Caitlin Williams (Middle East Nonviolence and Democracy - MEND): Caitlin earned a joint degree in Religious Studies and International Relations from Brown University. She worked as a research assistant at the Center for Strategic and International Studies in Washington DC. At the time of her fellowship, Caitlin was studying for a joint degree at the Arab Studies program and Georgetown Law School. After her fellowship, Caitlin wrote: “While I don’t think I did much in the way of real capacity-building at MEND, I do think I have provided much needed temporary help in the office and some real help for the Palestinians that participated in the workshops I helped to organize. The two workshops provided me with an immense amount of satisfaction and a new perspective on nonviolent resistance in Palestine.”



Heading Home

20 Aug

As I get ready to go back to the United States – running around getting last-minute presents, finishing up my work at MEND, trying to fit in time to see that historic site I missed, etc. – I’m having trouble really assessing my summer here.

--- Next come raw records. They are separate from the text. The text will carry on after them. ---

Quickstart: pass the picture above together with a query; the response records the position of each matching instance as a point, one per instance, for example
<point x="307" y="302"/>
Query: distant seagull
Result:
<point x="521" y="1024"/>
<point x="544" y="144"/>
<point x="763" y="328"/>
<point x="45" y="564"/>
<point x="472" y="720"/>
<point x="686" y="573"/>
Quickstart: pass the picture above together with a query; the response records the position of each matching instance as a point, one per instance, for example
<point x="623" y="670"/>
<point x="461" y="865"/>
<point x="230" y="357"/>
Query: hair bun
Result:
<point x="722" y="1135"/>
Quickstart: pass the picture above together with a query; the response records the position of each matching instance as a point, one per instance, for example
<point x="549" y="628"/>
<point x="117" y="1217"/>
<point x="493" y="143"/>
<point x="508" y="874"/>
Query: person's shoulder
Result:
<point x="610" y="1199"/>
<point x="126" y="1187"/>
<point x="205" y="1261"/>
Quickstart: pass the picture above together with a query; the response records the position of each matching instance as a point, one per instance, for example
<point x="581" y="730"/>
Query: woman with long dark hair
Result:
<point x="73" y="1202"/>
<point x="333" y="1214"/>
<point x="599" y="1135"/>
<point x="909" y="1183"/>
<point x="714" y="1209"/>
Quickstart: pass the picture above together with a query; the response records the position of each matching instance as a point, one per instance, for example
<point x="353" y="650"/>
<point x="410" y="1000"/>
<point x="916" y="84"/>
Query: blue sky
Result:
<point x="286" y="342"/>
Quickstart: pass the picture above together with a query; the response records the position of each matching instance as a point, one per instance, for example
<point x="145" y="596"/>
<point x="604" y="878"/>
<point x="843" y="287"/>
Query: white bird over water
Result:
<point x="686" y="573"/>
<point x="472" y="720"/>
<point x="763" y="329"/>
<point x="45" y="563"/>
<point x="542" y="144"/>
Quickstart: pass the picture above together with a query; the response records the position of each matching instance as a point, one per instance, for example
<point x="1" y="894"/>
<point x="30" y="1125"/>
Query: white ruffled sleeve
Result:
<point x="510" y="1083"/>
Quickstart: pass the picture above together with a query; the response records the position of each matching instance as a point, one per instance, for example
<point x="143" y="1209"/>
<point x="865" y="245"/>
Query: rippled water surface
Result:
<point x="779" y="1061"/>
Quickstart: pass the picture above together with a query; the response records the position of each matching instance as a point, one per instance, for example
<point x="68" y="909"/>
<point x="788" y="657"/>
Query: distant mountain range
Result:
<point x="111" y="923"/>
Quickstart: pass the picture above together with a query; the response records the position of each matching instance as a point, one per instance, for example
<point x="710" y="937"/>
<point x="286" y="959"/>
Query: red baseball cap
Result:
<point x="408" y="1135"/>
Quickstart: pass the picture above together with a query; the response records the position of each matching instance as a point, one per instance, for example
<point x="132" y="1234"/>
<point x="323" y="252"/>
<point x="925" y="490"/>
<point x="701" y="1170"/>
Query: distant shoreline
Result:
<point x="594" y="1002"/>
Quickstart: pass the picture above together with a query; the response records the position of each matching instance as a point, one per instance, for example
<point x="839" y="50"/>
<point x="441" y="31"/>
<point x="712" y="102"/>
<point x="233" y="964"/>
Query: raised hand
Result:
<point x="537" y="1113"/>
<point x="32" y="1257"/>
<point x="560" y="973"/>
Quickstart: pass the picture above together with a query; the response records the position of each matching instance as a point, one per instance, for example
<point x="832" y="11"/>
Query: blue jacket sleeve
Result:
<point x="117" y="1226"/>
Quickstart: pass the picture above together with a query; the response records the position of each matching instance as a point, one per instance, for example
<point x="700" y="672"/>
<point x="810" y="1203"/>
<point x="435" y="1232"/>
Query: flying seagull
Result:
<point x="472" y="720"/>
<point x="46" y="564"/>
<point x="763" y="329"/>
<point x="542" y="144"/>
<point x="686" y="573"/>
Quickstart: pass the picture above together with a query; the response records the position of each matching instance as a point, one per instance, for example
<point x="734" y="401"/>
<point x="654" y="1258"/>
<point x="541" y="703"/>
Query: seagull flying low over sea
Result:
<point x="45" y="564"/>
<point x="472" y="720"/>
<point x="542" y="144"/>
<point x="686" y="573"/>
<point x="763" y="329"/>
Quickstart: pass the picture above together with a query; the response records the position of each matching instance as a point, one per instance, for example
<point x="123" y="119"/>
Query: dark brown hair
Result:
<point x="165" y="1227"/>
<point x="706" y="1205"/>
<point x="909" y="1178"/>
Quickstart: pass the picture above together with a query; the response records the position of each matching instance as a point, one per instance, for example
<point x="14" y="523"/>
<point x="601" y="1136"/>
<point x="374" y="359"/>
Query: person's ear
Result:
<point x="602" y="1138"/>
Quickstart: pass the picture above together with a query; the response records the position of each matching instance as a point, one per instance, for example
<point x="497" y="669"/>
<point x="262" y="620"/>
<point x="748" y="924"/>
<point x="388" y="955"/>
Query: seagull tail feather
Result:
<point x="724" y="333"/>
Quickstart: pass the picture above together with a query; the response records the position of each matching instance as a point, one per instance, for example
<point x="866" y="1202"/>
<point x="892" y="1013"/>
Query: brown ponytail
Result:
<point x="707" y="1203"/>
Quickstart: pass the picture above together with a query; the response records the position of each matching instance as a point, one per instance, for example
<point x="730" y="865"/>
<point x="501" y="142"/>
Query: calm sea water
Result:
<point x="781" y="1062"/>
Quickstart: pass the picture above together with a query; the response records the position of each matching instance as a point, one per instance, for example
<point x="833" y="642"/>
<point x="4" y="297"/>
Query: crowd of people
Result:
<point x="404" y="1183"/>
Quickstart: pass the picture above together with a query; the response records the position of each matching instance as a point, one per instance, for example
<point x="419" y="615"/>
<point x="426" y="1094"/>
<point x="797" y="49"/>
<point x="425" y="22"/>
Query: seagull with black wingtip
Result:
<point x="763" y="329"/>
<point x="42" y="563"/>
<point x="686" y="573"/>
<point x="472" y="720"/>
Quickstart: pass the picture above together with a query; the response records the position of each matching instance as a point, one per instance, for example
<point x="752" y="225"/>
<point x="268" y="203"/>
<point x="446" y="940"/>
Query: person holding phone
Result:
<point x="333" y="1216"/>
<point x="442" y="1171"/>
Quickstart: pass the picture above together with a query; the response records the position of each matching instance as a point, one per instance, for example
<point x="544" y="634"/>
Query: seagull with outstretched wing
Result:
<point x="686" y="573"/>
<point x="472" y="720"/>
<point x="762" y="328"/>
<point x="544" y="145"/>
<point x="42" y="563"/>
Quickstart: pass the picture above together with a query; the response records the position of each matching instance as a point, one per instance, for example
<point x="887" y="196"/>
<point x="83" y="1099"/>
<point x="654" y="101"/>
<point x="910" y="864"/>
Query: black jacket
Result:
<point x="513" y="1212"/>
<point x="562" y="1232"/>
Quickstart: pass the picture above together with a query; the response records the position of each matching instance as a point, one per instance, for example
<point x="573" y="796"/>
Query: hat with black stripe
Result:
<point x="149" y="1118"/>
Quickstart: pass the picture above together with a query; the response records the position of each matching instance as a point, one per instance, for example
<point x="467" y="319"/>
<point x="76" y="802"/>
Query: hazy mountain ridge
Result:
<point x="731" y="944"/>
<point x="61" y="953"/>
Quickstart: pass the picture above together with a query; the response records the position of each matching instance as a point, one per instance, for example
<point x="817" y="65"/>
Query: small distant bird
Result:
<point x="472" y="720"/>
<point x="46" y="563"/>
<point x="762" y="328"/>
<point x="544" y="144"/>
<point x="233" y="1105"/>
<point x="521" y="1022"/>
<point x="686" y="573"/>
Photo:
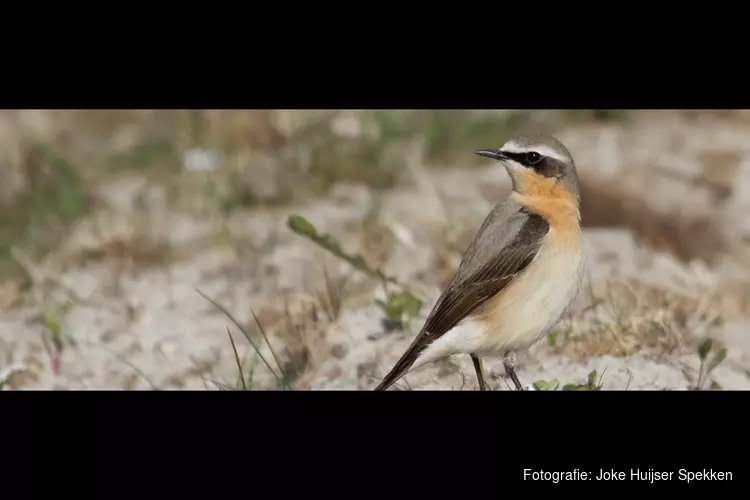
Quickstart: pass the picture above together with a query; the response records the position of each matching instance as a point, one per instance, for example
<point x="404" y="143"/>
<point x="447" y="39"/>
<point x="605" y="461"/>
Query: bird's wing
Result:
<point x="493" y="260"/>
<point x="506" y="244"/>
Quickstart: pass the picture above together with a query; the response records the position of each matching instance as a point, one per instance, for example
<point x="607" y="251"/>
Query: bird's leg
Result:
<point x="478" y="368"/>
<point x="509" y="362"/>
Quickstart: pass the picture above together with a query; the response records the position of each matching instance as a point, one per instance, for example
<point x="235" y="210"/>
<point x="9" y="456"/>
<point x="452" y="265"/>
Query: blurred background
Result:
<point x="110" y="221"/>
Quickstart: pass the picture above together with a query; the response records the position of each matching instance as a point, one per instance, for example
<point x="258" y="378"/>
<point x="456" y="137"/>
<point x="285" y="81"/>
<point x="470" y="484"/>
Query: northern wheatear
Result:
<point x="521" y="272"/>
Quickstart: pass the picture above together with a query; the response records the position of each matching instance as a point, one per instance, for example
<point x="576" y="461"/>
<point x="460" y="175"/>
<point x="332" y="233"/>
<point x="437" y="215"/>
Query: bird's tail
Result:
<point x="402" y="366"/>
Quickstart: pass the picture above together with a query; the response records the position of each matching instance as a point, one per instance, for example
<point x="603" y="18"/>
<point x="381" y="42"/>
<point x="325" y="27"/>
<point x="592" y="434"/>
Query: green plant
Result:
<point x="706" y="365"/>
<point x="280" y="377"/>
<point x="399" y="307"/>
<point x="591" y="384"/>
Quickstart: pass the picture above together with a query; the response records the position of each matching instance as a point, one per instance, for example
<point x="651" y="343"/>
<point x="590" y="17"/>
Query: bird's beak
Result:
<point x="495" y="154"/>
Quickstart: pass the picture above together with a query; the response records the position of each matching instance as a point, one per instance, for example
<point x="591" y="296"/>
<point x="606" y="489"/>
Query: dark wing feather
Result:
<point x="498" y="254"/>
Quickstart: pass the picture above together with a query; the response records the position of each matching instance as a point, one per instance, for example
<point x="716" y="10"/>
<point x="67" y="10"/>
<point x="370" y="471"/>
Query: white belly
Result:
<point x="520" y="315"/>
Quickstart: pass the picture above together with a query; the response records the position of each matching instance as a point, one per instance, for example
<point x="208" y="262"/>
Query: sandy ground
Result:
<point x="123" y="287"/>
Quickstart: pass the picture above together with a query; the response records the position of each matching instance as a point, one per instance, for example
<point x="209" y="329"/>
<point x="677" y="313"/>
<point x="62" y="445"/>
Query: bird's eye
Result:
<point x="533" y="157"/>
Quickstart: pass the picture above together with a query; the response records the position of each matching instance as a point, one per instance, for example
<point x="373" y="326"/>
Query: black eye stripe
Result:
<point x="523" y="158"/>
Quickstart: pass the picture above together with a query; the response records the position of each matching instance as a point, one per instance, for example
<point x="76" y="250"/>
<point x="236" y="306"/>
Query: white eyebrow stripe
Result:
<point x="542" y="150"/>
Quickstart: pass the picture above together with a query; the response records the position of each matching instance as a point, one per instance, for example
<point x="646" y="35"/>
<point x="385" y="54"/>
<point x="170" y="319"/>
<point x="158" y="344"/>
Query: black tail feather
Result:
<point x="402" y="366"/>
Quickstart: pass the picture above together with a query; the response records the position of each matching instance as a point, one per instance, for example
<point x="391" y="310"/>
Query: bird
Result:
<point x="521" y="272"/>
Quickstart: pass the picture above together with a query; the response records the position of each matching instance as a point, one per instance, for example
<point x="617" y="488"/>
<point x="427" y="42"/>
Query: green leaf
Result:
<point x="540" y="385"/>
<point x="704" y="348"/>
<point x="51" y="323"/>
<point x="592" y="380"/>
<point x="716" y="360"/>
<point x="305" y="228"/>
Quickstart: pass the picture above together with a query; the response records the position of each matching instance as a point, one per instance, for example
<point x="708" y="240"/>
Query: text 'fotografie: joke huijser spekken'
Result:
<point x="647" y="475"/>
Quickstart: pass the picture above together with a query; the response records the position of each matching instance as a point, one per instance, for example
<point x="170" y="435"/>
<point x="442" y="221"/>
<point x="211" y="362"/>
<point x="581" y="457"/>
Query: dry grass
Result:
<point x="58" y="159"/>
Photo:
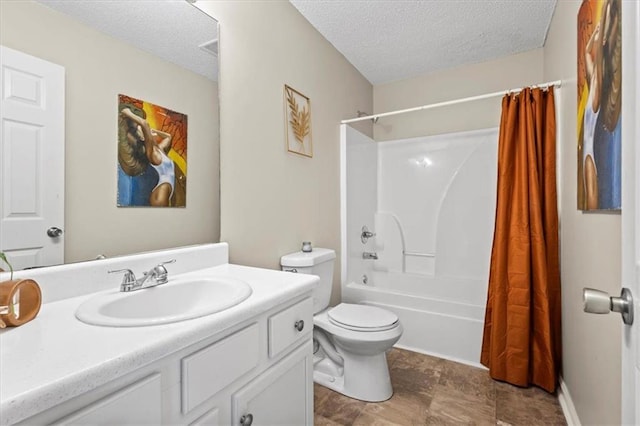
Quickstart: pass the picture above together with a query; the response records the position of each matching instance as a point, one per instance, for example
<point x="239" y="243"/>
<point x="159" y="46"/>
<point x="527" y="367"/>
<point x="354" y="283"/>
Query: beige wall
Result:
<point x="272" y="200"/>
<point x="590" y="243"/>
<point x="98" y="68"/>
<point x="590" y="250"/>
<point x="469" y="80"/>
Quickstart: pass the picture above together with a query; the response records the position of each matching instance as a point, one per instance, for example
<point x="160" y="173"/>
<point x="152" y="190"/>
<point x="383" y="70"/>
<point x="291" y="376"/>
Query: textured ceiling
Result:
<point x="170" y="29"/>
<point x="394" y="40"/>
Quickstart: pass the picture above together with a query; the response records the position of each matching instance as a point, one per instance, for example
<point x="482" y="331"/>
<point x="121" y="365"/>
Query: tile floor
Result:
<point x="434" y="391"/>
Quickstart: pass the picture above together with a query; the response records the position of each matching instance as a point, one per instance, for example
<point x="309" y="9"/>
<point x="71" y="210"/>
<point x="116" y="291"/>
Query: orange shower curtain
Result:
<point x="521" y="343"/>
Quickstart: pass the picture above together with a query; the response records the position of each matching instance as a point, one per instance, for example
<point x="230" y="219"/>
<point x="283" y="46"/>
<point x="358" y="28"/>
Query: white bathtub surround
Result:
<point x="56" y="358"/>
<point x="433" y="215"/>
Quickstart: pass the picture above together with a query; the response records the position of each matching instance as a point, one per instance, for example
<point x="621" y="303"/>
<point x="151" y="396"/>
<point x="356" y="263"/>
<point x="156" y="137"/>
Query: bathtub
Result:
<point x="441" y="316"/>
<point x="430" y="202"/>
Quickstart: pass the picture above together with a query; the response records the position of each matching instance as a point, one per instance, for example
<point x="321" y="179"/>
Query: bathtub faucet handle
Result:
<point x="366" y="234"/>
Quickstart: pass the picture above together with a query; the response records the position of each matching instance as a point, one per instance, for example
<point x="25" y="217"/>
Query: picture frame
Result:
<point x="297" y="113"/>
<point x="599" y="106"/>
<point x="152" y="155"/>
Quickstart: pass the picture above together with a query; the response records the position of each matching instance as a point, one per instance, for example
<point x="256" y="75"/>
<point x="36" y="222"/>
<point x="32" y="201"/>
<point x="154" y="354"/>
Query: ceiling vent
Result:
<point x="210" y="47"/>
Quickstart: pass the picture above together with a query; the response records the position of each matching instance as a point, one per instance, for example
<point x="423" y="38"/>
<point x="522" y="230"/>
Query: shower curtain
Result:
<point x="521" y="342"/>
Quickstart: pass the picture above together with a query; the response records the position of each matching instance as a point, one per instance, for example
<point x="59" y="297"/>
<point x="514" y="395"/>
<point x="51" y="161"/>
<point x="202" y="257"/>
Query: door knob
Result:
<point x="246" y="420"/>
<point x="599" y="302"/>
<point x="54" y="232"/>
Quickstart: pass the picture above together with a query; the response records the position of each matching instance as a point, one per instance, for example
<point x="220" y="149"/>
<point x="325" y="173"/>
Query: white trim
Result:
<point x="557" y="84"/>
<point x="568" y="409"/>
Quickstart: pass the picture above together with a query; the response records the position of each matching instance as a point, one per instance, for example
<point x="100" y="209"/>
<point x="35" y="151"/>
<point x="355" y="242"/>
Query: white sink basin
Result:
<point x="178" y="300"/>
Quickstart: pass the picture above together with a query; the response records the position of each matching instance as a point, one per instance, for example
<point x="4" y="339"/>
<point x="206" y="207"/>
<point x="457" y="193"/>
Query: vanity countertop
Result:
<point x="56" y="357"/>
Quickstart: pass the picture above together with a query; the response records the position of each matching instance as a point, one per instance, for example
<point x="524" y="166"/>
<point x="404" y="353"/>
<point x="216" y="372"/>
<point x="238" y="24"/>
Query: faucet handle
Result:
<point x="160" y="271"/>
<point x="128" y="280"/>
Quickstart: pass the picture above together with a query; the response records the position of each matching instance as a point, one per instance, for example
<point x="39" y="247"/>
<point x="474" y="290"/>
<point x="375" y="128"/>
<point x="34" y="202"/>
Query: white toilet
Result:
<point x="350" y="340"/>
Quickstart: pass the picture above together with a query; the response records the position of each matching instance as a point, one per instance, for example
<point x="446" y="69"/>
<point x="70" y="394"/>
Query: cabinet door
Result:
<point x="137" y="404"/>
<point x="282" y="395"/>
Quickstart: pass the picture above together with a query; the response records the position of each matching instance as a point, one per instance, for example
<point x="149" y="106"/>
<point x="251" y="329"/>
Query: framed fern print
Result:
<point x="297" y="111"/>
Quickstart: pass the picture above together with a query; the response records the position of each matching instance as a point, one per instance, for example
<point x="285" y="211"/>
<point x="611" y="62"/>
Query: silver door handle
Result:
<point x="599" y="302"/>
<point x="54" y="232"/>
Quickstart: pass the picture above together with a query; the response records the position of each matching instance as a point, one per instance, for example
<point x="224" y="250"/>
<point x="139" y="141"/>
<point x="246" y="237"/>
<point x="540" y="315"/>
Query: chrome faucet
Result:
<point x="153" y="277"/>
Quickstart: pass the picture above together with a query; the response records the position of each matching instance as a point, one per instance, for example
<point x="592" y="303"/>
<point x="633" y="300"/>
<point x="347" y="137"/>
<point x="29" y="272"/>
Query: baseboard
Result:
<point x="438" y="355"/>
<point x="568" y="409"/>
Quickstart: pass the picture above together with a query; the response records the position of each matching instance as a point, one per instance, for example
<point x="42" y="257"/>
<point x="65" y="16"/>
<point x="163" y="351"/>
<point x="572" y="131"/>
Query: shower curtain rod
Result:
<point x="557" y="83"/>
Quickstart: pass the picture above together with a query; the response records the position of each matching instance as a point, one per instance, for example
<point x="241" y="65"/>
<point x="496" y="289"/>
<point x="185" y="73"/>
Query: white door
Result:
<point x="31" y="160"/>
<point x="631" y="208"/>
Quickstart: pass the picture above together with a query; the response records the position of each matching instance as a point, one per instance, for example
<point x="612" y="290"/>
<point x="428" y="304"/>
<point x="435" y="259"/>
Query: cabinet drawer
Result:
<point x="137" y="404"/>
<point x="290" y="325"/>
<point x="211" y="369"/>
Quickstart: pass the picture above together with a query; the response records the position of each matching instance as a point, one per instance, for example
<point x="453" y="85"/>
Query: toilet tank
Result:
<point x="318" y="262"/>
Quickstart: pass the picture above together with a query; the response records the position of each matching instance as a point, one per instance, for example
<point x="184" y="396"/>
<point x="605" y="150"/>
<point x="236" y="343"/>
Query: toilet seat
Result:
<point x="362" y="318"/>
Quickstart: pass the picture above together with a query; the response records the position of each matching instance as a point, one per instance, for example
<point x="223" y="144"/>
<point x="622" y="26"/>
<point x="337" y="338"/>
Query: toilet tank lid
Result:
<point x="312" y="258"/>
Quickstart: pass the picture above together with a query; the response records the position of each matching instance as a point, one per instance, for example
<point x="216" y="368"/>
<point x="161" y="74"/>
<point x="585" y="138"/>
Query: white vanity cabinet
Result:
<point x="257" y="372"/>
<point x="278" y="396"/>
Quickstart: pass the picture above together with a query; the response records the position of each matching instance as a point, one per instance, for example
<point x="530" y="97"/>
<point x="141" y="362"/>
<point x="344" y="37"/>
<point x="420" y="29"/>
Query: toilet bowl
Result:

During my last few weeks here I was very disillusioned at the state of Palestinian civil society, but when I think back on the workshops I helped organize and my time in Gaza, I remember the lives that have been impacted (including my own), and a sense of hope starts to break through the maze of competing interests and disorganization. Then again, how much impact will a workshop on nonviolence of ten days really have on a person’s life if there is no follow-up or a long-term, strategic goal behind it?

I waver between believing that even very small acts will build up to make a difference, and cynicism that argues it will add up to nothing and make no difference at all.

I was sitting with a volunteer for the Christian Peacemakers Team in Hebron today, who said, “You know, you can practice all of the random acts of kindness that you want. And it may make you feel good and it may make that other person feel good, but it certainly isn’t ending the occupation.” I have to agree with her, but I don’t think that means we should stop doing random acts of kindness and stop trying to make some sort of impact on people’s lives. I cringe to think of what my life might be like without them and then I also realize that sometimes the smallest acts really do make a difference – they have in mine.

So I go back to the States knowing that I have not changed the world, but at the very least I have changed myself a bit. I also know that there are many people here working very hard to have some sort of positive impact on the situation. Sometimes it doesn’t work, but sometimes it does.